In the US, seatbelts have been required in passenger cars for decades and the CDC has reported that they have saved roughly a quarter-million lives since 1977[1]. However, there are mass-occupancy vehicles that use our roadways daily that do not require seatbelts for all passengers.

The primary example of this is the school bus. While required by regulation in some states and jurisdictions, there is no Federal mandate for seatbelts on school buses. While legislation has been proposed[2], there is no school bus seatbelt requirement in Washington State.

A poll conducted by the National Education Association’s NEA Today magazine reported that 53% of respondents favored seat belts compared to 47% who were opposed[3]. However, the NEA outlines the main concerns, often expressed by bus drivers themselves, as follows:

  • Student use of belt buckles as weapons, causing injury to themselves and/or others.
  • Inability to enforce proper usage of seatbelts.
  • Difficulty evacuating panicked students in case of an emergency.

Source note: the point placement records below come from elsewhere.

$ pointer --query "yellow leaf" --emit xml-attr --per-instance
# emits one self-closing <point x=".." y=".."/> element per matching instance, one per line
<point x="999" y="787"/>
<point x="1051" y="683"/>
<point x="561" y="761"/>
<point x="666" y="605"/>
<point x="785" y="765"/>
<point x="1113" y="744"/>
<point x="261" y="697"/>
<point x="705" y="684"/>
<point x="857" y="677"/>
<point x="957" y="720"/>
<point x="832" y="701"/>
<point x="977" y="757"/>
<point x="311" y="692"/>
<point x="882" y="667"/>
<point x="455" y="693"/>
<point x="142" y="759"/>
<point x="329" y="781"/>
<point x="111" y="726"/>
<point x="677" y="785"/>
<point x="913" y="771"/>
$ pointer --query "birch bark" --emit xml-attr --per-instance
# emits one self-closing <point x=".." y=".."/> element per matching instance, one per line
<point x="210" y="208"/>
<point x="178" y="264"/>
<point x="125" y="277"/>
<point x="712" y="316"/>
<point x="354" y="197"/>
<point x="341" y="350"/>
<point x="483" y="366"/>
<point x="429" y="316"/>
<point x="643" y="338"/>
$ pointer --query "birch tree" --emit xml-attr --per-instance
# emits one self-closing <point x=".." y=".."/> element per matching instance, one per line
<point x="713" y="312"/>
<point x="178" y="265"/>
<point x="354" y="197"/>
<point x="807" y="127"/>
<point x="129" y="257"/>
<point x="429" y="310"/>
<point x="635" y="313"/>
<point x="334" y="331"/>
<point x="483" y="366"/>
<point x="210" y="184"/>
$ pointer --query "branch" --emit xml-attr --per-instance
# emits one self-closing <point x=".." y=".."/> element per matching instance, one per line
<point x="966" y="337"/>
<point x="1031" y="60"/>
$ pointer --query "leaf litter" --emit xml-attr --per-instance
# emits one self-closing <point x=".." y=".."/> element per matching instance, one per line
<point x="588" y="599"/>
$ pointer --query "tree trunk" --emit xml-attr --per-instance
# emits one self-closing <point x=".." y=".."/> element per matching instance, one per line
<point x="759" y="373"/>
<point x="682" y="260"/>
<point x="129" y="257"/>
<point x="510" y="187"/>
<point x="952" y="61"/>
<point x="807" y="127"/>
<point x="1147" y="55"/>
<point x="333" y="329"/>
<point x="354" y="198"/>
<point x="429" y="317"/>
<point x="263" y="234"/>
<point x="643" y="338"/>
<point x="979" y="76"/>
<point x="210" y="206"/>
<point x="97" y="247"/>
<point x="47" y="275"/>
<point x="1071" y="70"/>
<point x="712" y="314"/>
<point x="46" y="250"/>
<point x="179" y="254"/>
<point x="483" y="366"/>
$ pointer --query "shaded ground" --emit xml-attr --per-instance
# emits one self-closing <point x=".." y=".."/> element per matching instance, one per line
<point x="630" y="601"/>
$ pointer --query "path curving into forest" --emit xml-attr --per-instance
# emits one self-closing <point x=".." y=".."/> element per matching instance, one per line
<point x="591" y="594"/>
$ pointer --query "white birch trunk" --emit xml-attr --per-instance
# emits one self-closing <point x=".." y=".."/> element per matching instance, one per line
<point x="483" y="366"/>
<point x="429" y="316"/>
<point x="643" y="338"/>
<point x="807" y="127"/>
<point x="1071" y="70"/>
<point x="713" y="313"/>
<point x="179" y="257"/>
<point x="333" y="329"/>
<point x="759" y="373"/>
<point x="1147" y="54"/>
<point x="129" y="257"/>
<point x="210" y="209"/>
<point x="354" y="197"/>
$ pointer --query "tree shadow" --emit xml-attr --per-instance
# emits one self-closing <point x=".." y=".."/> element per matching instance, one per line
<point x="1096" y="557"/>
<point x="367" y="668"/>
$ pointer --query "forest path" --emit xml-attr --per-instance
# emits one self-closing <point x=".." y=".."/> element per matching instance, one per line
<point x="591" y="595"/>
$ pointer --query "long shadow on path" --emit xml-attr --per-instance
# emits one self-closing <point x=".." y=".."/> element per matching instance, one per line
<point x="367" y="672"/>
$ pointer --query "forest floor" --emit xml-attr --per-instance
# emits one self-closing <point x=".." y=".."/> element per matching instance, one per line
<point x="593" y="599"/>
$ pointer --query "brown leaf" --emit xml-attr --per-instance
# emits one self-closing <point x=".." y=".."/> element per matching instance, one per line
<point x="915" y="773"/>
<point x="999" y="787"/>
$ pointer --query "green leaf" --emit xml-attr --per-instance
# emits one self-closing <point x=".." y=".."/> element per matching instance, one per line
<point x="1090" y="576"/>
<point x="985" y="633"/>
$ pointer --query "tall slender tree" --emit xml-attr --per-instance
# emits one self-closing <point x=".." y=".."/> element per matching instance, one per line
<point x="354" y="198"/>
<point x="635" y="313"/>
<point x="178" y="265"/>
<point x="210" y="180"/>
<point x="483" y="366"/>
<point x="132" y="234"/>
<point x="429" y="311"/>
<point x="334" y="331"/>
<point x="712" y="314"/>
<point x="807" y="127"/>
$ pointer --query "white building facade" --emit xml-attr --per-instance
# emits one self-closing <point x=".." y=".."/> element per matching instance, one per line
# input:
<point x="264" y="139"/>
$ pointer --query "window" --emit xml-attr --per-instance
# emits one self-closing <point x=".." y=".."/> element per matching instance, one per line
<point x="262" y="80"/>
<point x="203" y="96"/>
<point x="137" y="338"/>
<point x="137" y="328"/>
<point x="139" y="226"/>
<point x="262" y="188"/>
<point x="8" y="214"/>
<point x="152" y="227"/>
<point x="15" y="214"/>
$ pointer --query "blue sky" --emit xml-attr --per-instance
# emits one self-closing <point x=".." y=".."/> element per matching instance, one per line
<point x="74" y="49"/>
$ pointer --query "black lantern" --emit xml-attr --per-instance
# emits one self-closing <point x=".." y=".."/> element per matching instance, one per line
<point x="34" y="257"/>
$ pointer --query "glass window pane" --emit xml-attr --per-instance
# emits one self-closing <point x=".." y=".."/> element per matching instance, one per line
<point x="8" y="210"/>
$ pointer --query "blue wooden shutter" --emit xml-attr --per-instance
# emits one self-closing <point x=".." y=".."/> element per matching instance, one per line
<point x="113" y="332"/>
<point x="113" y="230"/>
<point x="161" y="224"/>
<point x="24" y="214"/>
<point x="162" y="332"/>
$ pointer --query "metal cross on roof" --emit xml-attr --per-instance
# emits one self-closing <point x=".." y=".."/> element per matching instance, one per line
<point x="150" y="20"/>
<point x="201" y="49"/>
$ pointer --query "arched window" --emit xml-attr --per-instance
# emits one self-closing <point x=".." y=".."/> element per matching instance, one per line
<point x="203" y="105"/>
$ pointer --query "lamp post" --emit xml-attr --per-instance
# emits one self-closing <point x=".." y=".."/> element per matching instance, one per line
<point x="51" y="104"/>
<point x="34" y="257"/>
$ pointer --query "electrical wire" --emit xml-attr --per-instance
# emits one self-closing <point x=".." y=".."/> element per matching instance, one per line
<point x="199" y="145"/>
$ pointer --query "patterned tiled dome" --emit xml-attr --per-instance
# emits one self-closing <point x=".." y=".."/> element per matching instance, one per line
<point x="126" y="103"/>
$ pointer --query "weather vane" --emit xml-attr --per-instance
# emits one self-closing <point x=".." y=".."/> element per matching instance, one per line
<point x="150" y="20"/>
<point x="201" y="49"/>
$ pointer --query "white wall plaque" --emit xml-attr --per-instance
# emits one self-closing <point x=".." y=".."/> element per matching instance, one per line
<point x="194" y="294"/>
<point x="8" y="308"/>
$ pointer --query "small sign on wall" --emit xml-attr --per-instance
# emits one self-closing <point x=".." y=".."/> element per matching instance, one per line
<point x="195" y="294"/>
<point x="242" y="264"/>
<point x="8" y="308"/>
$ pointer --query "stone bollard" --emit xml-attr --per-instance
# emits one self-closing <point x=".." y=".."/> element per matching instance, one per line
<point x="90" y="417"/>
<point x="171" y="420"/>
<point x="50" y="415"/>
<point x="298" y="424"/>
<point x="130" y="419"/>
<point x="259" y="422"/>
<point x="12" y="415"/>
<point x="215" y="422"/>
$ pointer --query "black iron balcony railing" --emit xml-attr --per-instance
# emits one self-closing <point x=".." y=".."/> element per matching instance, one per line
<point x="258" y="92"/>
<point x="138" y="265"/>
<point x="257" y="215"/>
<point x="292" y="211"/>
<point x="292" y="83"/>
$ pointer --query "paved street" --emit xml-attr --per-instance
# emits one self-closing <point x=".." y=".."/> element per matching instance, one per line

Since it is not uncommon for a bus driver to be solely responsible for large groups of students, these factors have carried a lot of weight in the ongoing discussion about the role of seatbelts on our nation’s school buses.

Most municipal city buses also do not require their passengers to wear seatbelts, nor require them as an option, and there have been studies of rail transportation that may support the aforementioned bullet-point about compromised ability to evacuate during an emergency[4].

On May 23, 2018, the National Transportation Safety Board announced a recommendation to implement seatbelts on all new school buses[5]. As more and more states enact or consider seatbelt requirements for large buses, we can expect more data points and studies to ensure we as a society are making the safest choices possible.